Fri May 10 17:25:18 UTC 2024

Hello Michael,

Michael D Wailes wrote:
> My inbox is getting bombed with SPAM right now -- so bad that I've had to
> set the SPAM Assassin Threshold Score to 1 and am still getting 40-60 emails
> a day that are slipping through.

Ouch!

First, something is not working right with your SpamAssassin because a
threshold of 1 should tag almost all emails as spam.  These days
almost every email will have at least one point attached to it.  So if
that isn't working I would debug things and try to figure that out.

To debug spamassassin what I do is I run it on a single message with
debug on and then look at what it is doing.  It's somewhat tedious but
it's what I do.

    | spamassassin -d -t -D all 2>&1 | less

I do this from within a mutt running in a terminal so I end up in a
terminal less.  But if you are using a graphical client then save the
message to a file then then run spamassassin on the file.

    spamassassin -d -t -D all < messagefile 2>&1 | less

Pay particular attention to the trusted networks.  Is this working
correctly for your network?

What MTA are you using?  I am using Postfix and I have a number of
anti-spam features in my configuration.  I'll share my full
configuration here and then break it down somewhat.

    inet_protocols = ipv4
    smtpd_milters = unix:/var/run/opendkim/opendkim.sock
    non_smtpd_milters = unix:/var/run/opendkim/opendkim.sock
    smtpd_discard_ehlo_keywords = silent-discard, dsn, chunking
    smtpd_data_restrictions = reject_unauth_pipelining
    header_checks =
            regexp:/etc/postfix/backscatter_header_checks.regexp,
            regexp:/etc/postfix/sender_checks.regexp
    smtpd_recipient_restrictions =
            permit_mynetworks,
            permit_sasl_authenticated,
            reject_unauth_destination,
            check_client_access hash:/etc/postfix/client-allow,
            reject_invalid_hostname,
            reject_non_fqdn_hostname,
            reject_non_fqdn_sender,
            reject_non_fqdn_recipient,
            reject_unknown_sender_domain,
            reject_unknown_recipient_domain,
            check_recipient_access regexp:/etc/postfix/ext-access.regexp,
            check_recipient_access hash:/etc/postfix/recipient-access,
            check_recipient_access regexp:/etc/postfix/recipient-access.regexp,
            check_helo_access hash:/etc/postfix/helo-access,
            check_client_access hash:/etc/postfix/client-access,
            check_sender_access hash:/etc/postfix/sender-access,
            reject_rbl_client zen.spamhaus.org=127.0.0.[2..11],
            reject_rhsbl_sender dbl.spamhaus.org=127.0.1.[2..99],
            reject_rhsbl_helo dbl.spamhaus.org=127.0.1.[2..99],
            reject_rhsbl_reverse_client dbl.spamhaus.org=127.0.1.[2..99],
            warn_if_reject reject_rbl_client zen.spamhaus.org=127.255.255.[1..255]

Don't just use that directly.  All of those files listed are files
that I have on my system that you won't have on your system.  You
would need to understand them and create them custom for your system.
But there are a few things that I would immediately recommend.

    inet_protocols = ipv4

I only use IPv4 for SMTP for email.  Eventually it will be required
that IPv6 be used but as of today that is not required and using IPv6
requires some additional special handling.  Google is much more strict
with incoming IPv6 for example due to the additional spam load.
Easier to avoid it for the moment.

    smtpd_milters = unix:/var/run/opendkim/opendkim.sock
    non_smtpd_milters = unix:/var/run/opendkim/opendkim.sock

These attach a configured OpenDKIM daemon to Postfix.  I use it to
DKIM sign my outgoing email but it also verifies incoming email.

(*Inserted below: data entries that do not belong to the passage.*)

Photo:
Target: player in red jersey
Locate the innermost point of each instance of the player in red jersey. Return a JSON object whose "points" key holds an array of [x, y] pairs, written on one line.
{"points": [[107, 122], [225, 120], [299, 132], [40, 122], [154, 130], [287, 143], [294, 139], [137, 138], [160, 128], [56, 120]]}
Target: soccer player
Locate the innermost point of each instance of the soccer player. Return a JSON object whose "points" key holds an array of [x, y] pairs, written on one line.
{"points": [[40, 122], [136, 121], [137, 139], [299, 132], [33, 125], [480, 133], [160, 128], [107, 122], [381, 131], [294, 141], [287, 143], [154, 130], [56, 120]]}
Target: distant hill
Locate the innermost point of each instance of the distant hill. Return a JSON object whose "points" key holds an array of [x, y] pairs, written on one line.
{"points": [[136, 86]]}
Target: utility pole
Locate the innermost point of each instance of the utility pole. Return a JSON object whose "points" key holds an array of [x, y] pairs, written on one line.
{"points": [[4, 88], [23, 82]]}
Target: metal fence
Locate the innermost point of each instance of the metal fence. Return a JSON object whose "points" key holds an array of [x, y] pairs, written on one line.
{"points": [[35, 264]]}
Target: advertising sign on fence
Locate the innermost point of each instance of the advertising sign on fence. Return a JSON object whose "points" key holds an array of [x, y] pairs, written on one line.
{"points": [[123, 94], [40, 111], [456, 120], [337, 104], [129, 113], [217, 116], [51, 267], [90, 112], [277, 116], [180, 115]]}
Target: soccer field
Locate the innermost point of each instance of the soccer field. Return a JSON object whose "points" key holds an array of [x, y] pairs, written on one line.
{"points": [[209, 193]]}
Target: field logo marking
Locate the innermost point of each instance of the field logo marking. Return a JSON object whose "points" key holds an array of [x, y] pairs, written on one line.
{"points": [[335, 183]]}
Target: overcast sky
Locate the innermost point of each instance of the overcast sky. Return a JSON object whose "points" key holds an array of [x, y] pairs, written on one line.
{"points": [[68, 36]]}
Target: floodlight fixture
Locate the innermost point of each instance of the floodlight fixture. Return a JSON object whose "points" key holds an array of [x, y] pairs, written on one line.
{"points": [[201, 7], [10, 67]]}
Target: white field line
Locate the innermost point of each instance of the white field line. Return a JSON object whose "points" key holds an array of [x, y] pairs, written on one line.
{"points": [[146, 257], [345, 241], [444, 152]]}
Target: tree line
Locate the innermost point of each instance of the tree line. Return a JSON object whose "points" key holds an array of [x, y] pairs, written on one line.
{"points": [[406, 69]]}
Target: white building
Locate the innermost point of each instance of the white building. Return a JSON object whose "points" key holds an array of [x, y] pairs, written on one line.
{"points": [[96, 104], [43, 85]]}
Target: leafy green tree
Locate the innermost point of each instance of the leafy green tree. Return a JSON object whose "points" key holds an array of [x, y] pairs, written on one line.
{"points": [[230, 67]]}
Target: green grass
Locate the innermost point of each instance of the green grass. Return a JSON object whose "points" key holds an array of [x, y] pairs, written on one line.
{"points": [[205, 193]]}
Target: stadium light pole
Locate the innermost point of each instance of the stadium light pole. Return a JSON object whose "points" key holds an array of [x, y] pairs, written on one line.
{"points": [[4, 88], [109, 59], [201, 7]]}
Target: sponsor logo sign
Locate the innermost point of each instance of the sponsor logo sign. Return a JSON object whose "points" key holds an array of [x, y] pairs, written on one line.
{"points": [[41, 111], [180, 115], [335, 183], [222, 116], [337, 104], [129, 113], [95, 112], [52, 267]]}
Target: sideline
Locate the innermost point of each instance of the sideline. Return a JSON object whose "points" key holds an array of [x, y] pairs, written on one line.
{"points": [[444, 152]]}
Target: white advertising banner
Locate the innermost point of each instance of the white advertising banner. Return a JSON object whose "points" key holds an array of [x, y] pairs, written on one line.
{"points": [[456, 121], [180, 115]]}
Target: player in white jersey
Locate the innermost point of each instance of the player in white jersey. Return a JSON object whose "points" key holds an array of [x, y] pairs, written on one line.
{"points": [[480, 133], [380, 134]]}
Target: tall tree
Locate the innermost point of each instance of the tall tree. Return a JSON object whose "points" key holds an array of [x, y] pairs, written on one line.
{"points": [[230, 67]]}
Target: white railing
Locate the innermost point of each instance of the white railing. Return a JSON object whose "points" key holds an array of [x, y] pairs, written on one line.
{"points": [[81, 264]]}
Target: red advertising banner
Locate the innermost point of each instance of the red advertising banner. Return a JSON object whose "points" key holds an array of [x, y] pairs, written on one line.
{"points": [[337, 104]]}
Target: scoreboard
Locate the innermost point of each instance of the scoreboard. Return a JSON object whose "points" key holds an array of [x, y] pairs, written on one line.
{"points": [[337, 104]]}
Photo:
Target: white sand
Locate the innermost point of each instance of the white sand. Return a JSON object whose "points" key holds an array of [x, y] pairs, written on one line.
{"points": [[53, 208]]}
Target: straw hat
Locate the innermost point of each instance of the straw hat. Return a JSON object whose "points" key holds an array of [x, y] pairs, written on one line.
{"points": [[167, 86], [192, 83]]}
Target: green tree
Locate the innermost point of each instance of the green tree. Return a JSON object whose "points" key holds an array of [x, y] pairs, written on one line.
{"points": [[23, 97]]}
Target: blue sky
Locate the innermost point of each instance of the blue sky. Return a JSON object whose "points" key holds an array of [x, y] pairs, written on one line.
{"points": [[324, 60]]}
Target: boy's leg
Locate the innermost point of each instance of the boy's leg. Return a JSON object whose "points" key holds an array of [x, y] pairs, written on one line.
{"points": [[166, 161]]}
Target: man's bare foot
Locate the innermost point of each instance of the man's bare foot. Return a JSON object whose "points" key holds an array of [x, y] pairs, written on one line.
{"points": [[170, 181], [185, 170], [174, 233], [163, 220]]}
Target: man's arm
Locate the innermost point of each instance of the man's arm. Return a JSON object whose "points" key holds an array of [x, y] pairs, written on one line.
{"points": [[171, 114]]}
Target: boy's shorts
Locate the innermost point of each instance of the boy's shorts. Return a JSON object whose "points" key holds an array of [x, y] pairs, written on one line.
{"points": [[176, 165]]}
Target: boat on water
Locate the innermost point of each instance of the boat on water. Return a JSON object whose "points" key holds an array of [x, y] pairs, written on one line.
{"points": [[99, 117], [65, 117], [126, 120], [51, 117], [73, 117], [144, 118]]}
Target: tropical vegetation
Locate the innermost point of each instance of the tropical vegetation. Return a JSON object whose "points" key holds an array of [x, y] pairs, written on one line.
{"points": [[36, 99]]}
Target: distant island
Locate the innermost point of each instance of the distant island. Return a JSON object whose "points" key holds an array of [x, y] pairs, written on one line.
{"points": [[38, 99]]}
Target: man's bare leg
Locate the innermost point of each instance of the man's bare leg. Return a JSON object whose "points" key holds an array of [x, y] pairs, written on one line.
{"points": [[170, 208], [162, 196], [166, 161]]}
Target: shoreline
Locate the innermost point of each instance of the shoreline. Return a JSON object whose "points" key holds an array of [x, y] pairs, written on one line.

I
don't block due to invalid DKIM but I do use it with other rules to
score incoming email.

    smtpd_discard_ehlo_keywords = silent-discard, dsn, chunking
    smtpd_data_restrictions = reject_unauth_pipelining

These are needed due to recent abuse attacks.  Safe to add.

    smtpd_recipient_restrictions =
            permit_mynetworks,
            permit_sasl_authenticated,
            reject_unauth_destination,

These are a good order and safe to add.

            check_client_access hash:/etc/postfix/client-allow,

I have an file specifically allowing certain clients by IP address
that I never want to block.  In that file I list those as OK and any
mail from them is accepted.  This must come first because some of
these must be allowed because these internal systems violate the
limits that I include next.

            reject_invalid_hostname,
            reject_non_fqdn_hostname,
            reject_non_fqdn_sender,
            reject_non_fqdn_recipient,
            reject_unknown_sender_domain,
            reject_unknown_recipient_domain,

Those are all good and safe to add.

            check_helo_access hash:/etc/postfix/helo-access,

I found a lot of spammers tried to spoof my own email server.  Really?
This is in my helo-access file.

    # Reject anybody that HELO's as being in our own domains.
    # Since this occurs after permit_mynetworks this does not
    # reject local clients.
    proulx.com      REJECT  You are not proulx.com.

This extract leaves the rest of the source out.